The student nurse is preparing to administer medications to their patient with the clinical instructor. The student verified three checks appropriately and provided the cup of pills to the patient to take and stated, “Here are your pills. You have pantoprazole for acid reflex, aspirin to prevent heart attacks, and vancomycin for your infection. What right was violated during medication administration?

  • Right time
  • Right medication
  • Right patient
  • Right education

Question 65

A patient has recently been placed in Hospice Care with a “comfort measures only” order due to advanced stages of cancer. What goal would be appropriate for the nurse to include in the patient’s plan of care?

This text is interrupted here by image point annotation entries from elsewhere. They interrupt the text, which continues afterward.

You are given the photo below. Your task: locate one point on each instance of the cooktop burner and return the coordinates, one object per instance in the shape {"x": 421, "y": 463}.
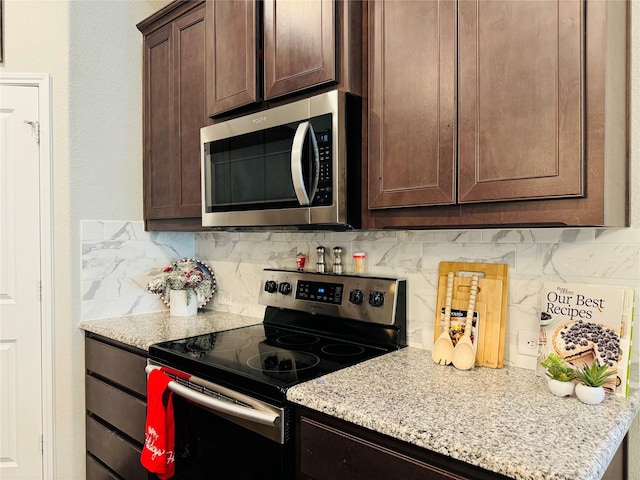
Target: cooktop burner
{"x": 276, "y": 358}
{"x": 314, "y": 324}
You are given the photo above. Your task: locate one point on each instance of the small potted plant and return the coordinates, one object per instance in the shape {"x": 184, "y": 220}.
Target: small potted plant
{"x": 185, "y": 285}
{"x": 561, "y": 375}
{"x": 592, "y": 378}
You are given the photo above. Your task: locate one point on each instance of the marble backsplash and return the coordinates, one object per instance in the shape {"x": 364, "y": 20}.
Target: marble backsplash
{"x": 118, "y": 258}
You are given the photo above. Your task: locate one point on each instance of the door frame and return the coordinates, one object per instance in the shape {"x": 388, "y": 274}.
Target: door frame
{"x": 44, "y": 83}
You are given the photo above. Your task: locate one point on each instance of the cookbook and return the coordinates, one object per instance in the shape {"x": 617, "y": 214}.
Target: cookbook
{"x": 586, "y": 322}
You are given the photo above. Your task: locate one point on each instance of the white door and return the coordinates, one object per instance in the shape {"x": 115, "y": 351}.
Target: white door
{"x": 21, "y": 416}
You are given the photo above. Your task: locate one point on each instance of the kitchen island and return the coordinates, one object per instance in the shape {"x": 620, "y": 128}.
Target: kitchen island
{"x": 502, "y": 420}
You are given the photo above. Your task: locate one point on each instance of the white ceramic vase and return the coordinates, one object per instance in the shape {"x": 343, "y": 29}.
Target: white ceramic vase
{"x": 590, "y": 395}
{"x": 179, "y": 306}
{"x": 560, "y": 389}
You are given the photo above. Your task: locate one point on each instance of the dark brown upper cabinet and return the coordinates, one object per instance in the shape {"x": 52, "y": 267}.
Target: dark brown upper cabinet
{"x": 174, "y": 110}
{"x": 496, "y": 113}
{"x": 258, "y": 52}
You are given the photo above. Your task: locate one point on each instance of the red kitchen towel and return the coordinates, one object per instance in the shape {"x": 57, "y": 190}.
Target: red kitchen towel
{"x": 157, "y": 453}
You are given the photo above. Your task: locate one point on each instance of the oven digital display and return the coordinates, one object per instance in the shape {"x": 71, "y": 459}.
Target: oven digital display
{"x": 320, "y": 292}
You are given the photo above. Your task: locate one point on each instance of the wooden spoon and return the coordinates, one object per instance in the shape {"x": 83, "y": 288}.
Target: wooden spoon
{"x": 442, "y": 352}
{"x": 464, "y": 355}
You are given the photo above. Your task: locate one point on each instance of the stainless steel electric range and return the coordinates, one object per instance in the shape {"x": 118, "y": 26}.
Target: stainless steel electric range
{"x": 230, "y": 387}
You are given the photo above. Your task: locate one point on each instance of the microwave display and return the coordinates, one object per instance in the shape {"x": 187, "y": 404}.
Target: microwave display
{"x": 254, "y": 169}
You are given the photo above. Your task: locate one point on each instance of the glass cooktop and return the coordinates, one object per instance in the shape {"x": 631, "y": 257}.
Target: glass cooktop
{"x": 264, "y": 359}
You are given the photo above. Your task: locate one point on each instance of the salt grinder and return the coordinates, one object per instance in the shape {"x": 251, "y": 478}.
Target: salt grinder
{"x": 320, "y": 264}
{"x": 337, "y": 260}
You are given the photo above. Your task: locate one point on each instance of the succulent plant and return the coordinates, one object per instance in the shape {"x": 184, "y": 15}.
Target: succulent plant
{"x": 558, "y": 368}
{"x": 594, "y": 375}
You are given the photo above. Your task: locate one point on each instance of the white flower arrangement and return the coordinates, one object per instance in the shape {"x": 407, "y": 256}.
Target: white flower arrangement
{"x": 184, "y": 274}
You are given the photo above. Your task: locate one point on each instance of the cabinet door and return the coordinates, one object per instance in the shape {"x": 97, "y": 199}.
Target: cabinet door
{"x": 520, "y": 100}
{"x": 159, "y": 128}
{"x": 412, "y": 111}
{"x": 232, "y": 54}
{"x": 299, "y": 45}
{"x": 175, "y": 110}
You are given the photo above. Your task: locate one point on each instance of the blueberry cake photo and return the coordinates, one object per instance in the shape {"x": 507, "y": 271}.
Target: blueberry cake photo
{"x": 581, "y": 342}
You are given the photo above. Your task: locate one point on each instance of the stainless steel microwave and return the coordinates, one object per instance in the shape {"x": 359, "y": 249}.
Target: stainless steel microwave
{"x": 293, "y": 165}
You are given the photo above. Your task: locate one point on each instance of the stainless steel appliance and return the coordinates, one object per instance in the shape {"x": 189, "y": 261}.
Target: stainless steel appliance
{"x": 293, "y": 165}
{"x": 230, "y": 387}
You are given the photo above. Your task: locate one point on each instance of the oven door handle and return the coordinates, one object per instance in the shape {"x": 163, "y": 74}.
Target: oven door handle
{"x": 245, "y": 413}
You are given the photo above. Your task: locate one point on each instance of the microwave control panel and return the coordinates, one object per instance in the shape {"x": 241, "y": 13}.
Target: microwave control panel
{"x": 325, "y": 175}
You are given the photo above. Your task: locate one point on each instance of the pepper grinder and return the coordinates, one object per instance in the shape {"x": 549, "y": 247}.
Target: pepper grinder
{"x": 320, "y": 264}
{"x": 337, "y": 260}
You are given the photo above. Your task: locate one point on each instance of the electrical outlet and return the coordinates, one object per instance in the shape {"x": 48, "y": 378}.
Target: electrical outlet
{"x": 528, "y": 342}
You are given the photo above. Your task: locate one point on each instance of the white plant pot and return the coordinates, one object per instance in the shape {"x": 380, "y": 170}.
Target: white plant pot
{"x": 179, "y": 306}
{"x": 590, "y": 395}
{"x": 560, "y": 389}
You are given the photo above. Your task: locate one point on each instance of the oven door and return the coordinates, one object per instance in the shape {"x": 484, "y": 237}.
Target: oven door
{"x": 223, "y": 433}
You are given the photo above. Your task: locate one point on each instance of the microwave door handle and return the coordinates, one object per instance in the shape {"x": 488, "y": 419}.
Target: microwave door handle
{"x": 304, "y": 197}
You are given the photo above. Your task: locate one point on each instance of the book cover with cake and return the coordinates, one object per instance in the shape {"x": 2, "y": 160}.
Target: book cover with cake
{"x": 586, "y": 322}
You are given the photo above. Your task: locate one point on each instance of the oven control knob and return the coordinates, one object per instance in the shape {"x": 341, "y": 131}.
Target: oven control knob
{"x": 271, "y": 286}
{"x": 356, "y": 296}
{"x": 285, "y": 288}
{"x": 376, "y": 299}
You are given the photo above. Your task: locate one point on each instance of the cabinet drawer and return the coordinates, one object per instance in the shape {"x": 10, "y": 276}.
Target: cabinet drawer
{"x": 96, "y": 471}
{"x": 116, "y": 452}
{"x": 121, "y": 410}
{"x": 121, "y": 366}
{"x": 328, "y": 454}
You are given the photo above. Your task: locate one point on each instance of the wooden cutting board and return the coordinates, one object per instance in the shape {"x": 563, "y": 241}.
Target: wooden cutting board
{"x": 491, "y": 301}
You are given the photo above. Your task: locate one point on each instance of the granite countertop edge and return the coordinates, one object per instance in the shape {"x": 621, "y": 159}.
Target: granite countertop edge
{"x": 503, "y": 420}
{"x": 143, "y": 330}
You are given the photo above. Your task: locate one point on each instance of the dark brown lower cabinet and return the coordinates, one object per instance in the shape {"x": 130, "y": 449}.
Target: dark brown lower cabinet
{"x": 331, "y": 449}
{"x": 115, "y": 394}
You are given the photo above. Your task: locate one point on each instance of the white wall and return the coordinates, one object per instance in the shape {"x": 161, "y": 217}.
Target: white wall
{"x": 93, "y": 52}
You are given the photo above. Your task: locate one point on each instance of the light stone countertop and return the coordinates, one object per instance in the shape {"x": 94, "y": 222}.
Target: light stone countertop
{"x": 509, "y": 422}
{"x": 504, "y": 420}
{"x": 144, "y": 330}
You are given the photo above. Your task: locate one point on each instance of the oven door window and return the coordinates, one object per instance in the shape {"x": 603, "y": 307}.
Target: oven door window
{"x": 253, "y": 171}
{"x": 209, "y": 446}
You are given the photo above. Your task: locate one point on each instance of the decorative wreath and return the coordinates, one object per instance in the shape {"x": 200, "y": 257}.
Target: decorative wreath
{"x": 188, "y": 274}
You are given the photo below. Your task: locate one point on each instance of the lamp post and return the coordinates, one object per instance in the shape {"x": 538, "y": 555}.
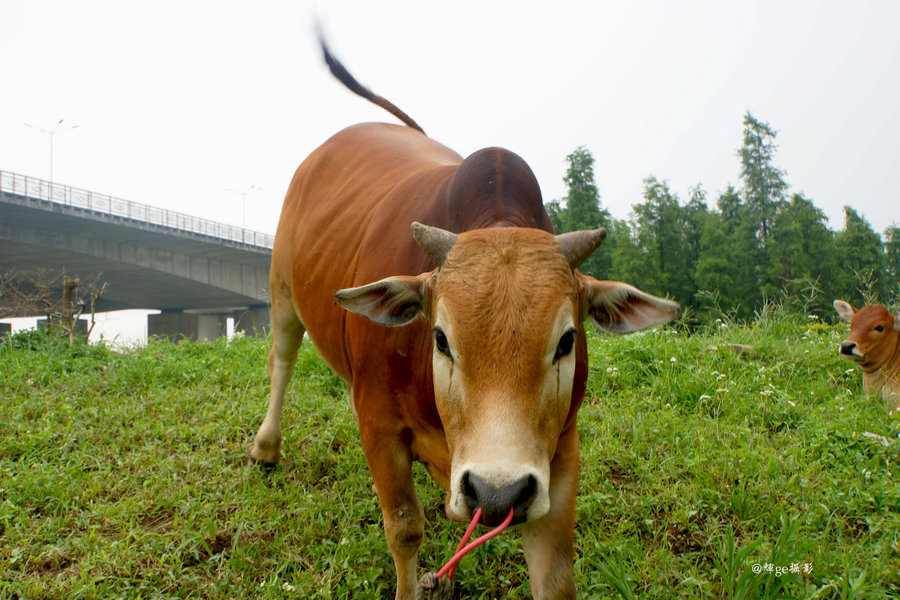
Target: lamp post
{"x": 243, "y": 196}
{"x": 51, "y": 132}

  • The patient’s pain level will managed to their goal of less than 4 out 10 though out this shift.
  • The patient will remain free of any uncomfortable symptoms throughout their dying process.
  • The patient will continue with life-sustaining treatments to allow for more time to be spent with loved ones.
  • The nurse will ensure death is free from avoidable distress regardless of clinical, cultural, and ethical standards.

Question 66

The nurse is providing postmortem care for a patient who has recently died. The family is requesting an autopsy. Which of the following interventions should be avoided in providing postmortem care to this patient?

  • Ask the family if they wish to bathe the patient.
  • Attach identification tags on the shroud and patient’s ankle.
  • Remove all tubes and lines that are in place.
  • Place the patient in anatomic position.

Question 67

A patient with terminal pancreatic cancer tells the nurse, “I’m tired of fighting this disease. I just want it to be over.” The patient is alert, oriented, and tearful. Which response by the nurse best supports the patient’s needs? BSN Practice Test

  • “You have the right to decide how to spend your remaining time and what medical treatment you want, including life-sustaining measures.”
  • “Your family comes every day and obviously cares deeply for you. You should keep fighting to give them more time to spend with you.”
  • “It sounds like you’re discouraged, but you should focus on staying positive and hopeful because there are still treatment options available.”
  • “A ‘Do Not Resuscitate’ order will list the treatment options you want to continue even when you can no longer speak for yourself.”

Question 68

The nurse is providing care for a hospice patient who has a “do not resuscitate” order. The family calls the nurse into the room to check on the patient. The nurse notes the following findings on assessment: (see chart below: Temp 96.0F, BP 84/40, HR 24 irregular, RR 6 shallow/irregular, Somnolent, Mottling). What is the next best action by the nurse?

  • Initiate a rapid response or emergency medical intervention call.
  • Prepare for post-mortem care by placing needed items in the room.
  • Prepare the family for the patient’s imminent death.
  • Administer naloxone immediately for signs of opioid overdose.

Question 69

A patient reports a recent change in bowel habits, stating, “I used to have a bowel movement every morning, but now I only go every 3-4 days, and the stool is small and pellet-like.” Which intervention should the nurse implement to best promote healthy bowel elimination?

  • Advise the patient to avoid eating fruits and vegetables until the stool becomes more formed.
  • Encourage the patient to increase dietary fiber intake gradually over the next several days.
  • Instruct the patient to remain on bed rest until bowel patterns return to normal.
  • Suggest that the patient limit physical activity to conserve energy and avoid cramping.

Question 70 (Levothyroxine)

The provider prescribes levothyroxine 0.075 mg PO daily. The pharmacy sends you the following bottle (see photo: 50 mcg tablets). How many pills should you administer? Do not include a unit of measure.